A reviravolta foi tão dramática que, em 2016, a mesma Iarc que havia colocado o café na lista de suspeitos voltou atrás e retirou a classificação de “possivelmente carcinogênico”. Foi como uma retratação pública: “Desculpe, café, parece que cometemos um engano”.
Aqui a história fica ainda mais interessante. O café não é apenas cafeína dissolvida em água quente. É uma das bebidas mais quimicamente complexas que consumimos, contendo uma grande variedade de compostos diferentes, muitos deles com propriedades biológicas bastante potentes. Os polifenóis e outros antioxidantes presentes no café podem ajudar a combater o estresse oxidativo e a inflamação crônica, dois processos intimamente ligados ao desenvolvimento de tumores. Compostos como os ácidos clorogênicos podem influenciar a expressão de genes relacionados ao câncer e melhorar a sensibilidade à insulina. A própria cafeína, em si, parece ter efeitos antiproliferativos em algumas células cancerígenas.
No caso específico do fígado, o café parece melhorar a função hepática e reduzir a fibrose (cicatrização), criando um ambiente menos propício para o desenvolvimento de tumores. Considerando que o fígado é nossa central de desintoxicação, não é de surpreender que ele agradeça por essa ajuda extra.

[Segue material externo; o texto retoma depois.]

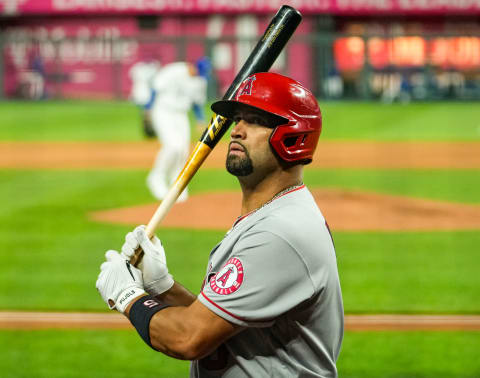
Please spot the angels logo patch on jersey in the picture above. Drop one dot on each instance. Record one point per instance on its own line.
(229, 278)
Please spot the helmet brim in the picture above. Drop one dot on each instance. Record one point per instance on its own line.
(229, 108)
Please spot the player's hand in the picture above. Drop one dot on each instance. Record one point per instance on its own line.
(154, 263)
(119, 282)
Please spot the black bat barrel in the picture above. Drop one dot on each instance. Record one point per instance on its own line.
(267, 50)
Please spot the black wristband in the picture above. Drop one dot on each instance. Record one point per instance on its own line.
(141, 313)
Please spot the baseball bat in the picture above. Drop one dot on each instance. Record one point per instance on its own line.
(274, 39)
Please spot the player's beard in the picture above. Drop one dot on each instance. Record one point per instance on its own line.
(239, 166)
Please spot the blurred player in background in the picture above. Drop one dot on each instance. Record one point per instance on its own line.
(142, 74)
(270, 303)
(177, 88)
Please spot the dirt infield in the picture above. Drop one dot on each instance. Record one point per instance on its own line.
(58, 320)
(345, 210)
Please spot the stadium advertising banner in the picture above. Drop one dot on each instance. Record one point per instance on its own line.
(346, 7)
(91, 57)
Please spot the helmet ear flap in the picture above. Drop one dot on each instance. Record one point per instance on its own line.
(293, 144)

Antes que você decida aumentar seu consumo para níveis exorbitantes, algumas ressalvas são necessárias. Primeiro, a temperatura importa, e muito. Bebidas muito quentes podem aumentar o risco de câncer de esôfago devido ao dano térmico repetido ao tecido. Isso vale para qualquer líquido, seja café, chá ou chimarrão. Então, aquela pausa para esfriar um pouco a bebida não é apenas para evitar queimar a língua, mas também uma medida preventiva contra o câncer.

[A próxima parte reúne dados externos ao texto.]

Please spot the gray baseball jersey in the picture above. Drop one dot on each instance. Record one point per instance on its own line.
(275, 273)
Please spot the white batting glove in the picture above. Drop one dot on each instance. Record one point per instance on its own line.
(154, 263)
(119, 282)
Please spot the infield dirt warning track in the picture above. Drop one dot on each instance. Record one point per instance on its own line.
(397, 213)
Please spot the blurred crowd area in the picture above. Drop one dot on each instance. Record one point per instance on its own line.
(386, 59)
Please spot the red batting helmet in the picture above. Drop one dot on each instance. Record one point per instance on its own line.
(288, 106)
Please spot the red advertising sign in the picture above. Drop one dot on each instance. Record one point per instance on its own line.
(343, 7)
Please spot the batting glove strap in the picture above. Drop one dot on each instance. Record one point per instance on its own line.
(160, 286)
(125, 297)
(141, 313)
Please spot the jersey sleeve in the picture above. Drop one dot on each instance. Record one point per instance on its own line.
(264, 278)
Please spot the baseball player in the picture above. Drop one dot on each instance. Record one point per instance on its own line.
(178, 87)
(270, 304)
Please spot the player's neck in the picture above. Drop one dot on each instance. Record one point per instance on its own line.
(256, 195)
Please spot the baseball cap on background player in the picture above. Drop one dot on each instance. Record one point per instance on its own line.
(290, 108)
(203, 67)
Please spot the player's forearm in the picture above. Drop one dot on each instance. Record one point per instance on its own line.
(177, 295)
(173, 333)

Segundo, embora o café descafeinado também mostre alguns efeitos protetores, os benefícios parecem ser mais pronunciados com o café tradicional, com cafeína. Isso sugere que, embora outros compostos do café sejam importantes, a cafeína pode ter seu próprio papel nessa história.

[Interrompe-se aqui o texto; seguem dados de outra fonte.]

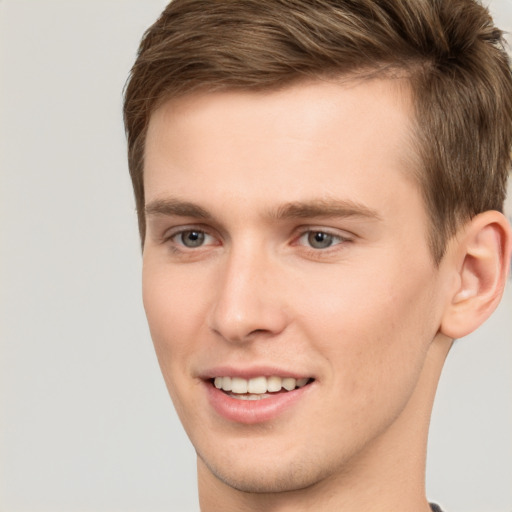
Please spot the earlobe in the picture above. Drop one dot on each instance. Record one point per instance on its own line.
(481, 258)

Terceiro, durante a gravidez, a moderação continua sendo a palavra de ordem. Estudos associam o consumo elevado de cafeína ao baixo peso ao nascer, e as recomendações atuais sugerem limitar a ingestão da bebida.
Finalmente, é importante deixar claro que o café (como qualquer outro alimento) não é uma poção mágica anticâncer, mas parte de um estilo de vida que pode, e deve (na medida do possível), incluir outros hábitos saudáveis. Os bebedores de café também podem se exercitar mais, não fumar, manter uma alimentação saudável e ter outros comportamentos que influenciam o risco de câncer. Portanto, equilíbrio continua sendo uma boa ideia. Os benefícios mais consistentes são observados com consumo de três a quatro xícaras por dia. Além disso, efeitos colaterais como ansiedade, insônia e problemas digestivos podem aparecer com consumo excessivo.
Então, da próxima vez que alguém olhar com desconfiança para sua xícara de café, você pode compartilhar essa história de redenção científica. Nosso companheiro de todas as manhãs não só foi inocentado das acusações, como ganhou uma medalha de honra por serviços prestados à saúde pública.
Como em tantas áreas da nutrição e da saúde, a história do café nos ensina que a ciência é um processo contínuo, e nossas certezas de hoje podem ser revisadas amanhã – não por capricho ou incompetência, mas porque assim funciona o avanço do conhecimento.
Por enquanto, parece que podemos continuar desfrutando de nosso ritual matinal não apenas com prazer, mas também com a tranquilidade de saber que, além de despertar nossos neurônios, aquela xícara fumegante pode estar fazendo mais bem ao nosso corpo do que imaginávamos.